Variational approach to low-frequency kinetic-MHD in the current coupling scheme

TL;DR

This paper develops new low-frequency kinetic-MHD models using Hamilton's variational principle, incorporating guiding-center and gyrocenter coordinates to improve the physical accuracy of hybrid plasma simulations.

Contribution

It introduces a variational framework for current-coupling kinetic-MHD models in the low-frequency regime, ensuring energy consistency and including guiding-center and gyrocenter formulations.

Findings

Formulated energy-conserving kinetic-MHD models using variational methods.

Derived guiding-center and gyrocenter hybrid schemes for energetic particles.

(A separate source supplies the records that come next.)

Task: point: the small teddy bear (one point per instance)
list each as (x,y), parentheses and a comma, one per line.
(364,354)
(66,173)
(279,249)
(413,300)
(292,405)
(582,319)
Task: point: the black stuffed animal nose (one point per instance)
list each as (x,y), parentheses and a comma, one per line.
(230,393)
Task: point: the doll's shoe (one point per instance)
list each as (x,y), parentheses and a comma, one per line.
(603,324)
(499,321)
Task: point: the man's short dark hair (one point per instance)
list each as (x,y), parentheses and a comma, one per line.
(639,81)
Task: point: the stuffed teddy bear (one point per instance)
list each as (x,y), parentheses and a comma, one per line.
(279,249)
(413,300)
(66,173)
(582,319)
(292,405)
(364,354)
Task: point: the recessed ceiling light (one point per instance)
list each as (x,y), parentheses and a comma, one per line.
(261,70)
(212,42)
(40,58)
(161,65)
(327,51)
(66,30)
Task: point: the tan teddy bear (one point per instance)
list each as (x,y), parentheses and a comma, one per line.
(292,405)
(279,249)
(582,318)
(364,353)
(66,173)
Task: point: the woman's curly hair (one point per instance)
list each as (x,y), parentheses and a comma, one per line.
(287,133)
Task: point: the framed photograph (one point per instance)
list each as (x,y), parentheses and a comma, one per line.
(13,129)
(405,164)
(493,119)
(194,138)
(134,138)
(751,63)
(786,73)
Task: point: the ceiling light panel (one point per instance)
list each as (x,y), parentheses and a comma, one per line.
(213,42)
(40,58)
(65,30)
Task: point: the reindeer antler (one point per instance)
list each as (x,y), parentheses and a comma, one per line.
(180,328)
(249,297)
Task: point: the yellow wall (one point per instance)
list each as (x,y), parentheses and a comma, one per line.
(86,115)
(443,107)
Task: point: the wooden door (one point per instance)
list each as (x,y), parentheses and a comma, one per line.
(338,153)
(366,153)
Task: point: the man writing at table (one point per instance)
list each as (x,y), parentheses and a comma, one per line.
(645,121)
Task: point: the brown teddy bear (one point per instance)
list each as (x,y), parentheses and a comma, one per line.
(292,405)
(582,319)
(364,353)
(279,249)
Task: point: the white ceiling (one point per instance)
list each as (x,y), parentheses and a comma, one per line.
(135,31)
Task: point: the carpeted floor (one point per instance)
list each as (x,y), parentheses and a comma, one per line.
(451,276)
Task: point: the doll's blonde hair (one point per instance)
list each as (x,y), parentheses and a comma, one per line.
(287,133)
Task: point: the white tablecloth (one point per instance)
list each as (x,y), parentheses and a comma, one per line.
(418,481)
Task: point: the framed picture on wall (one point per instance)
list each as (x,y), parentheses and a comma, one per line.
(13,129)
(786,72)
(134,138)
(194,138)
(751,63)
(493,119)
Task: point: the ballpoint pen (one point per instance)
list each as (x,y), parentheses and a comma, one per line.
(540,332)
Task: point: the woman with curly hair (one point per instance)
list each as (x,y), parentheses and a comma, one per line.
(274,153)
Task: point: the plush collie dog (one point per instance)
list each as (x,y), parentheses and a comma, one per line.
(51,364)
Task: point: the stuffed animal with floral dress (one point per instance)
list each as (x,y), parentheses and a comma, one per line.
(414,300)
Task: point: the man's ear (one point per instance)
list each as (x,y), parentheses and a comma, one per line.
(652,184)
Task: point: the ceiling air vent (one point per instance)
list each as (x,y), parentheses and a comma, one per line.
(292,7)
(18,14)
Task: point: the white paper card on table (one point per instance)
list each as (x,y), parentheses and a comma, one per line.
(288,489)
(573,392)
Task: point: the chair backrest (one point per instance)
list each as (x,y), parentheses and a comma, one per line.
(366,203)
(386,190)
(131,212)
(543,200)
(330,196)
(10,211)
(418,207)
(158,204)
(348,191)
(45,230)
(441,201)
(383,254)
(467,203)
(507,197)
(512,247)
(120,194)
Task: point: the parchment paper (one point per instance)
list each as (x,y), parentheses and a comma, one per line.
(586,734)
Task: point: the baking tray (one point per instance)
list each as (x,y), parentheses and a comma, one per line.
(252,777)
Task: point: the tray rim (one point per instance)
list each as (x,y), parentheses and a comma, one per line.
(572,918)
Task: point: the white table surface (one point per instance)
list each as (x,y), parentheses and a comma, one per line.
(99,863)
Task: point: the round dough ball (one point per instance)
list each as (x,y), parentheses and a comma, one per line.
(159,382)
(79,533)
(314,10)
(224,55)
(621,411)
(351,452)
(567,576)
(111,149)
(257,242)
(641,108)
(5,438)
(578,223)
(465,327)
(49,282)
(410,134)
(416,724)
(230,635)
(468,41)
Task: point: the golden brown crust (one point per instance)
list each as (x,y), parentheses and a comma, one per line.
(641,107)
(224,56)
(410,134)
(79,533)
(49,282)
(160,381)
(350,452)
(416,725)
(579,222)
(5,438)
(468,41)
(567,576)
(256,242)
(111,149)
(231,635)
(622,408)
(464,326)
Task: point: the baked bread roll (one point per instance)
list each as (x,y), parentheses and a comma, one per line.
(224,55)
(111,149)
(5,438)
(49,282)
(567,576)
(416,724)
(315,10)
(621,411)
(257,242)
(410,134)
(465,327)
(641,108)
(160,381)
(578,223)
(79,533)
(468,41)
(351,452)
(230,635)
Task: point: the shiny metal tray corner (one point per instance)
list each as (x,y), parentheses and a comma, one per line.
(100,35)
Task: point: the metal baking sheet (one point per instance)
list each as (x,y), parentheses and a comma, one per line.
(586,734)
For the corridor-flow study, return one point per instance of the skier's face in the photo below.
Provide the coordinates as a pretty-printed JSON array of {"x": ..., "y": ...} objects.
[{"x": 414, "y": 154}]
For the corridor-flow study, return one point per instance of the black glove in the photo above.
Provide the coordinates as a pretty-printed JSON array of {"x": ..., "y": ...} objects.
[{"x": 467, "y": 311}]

Enhanced the theoretical foundation of kinetic-MHD modeling with Hamiltonian approaches.

Abstract

Hybrid kinetic-MHD models describe the interaction of an MHD bulk fluid with an ensemble of hot particles, which is described by a kinetic equation. When the Vlasov description is adopted for the energetic particles, different Vlasov-MHD models have been shown to lack an exact energy balance, which was recently recovered by the introduction of non-inertial force terms in the kinetic equation. These force terms arise from fundamental approaches based on Hamiltonian and variational methods. In this work we apply Hamilton's variational principle to formulate new current-coupling kinetic-MHD models in the low-frequency approximation (i.e. large Larmor frequency limit). More particularly, we formulate current-coupling hybrid schemes, in which energetic particle dynamics are expressed in either guiding-center or gyrocenter coordinates.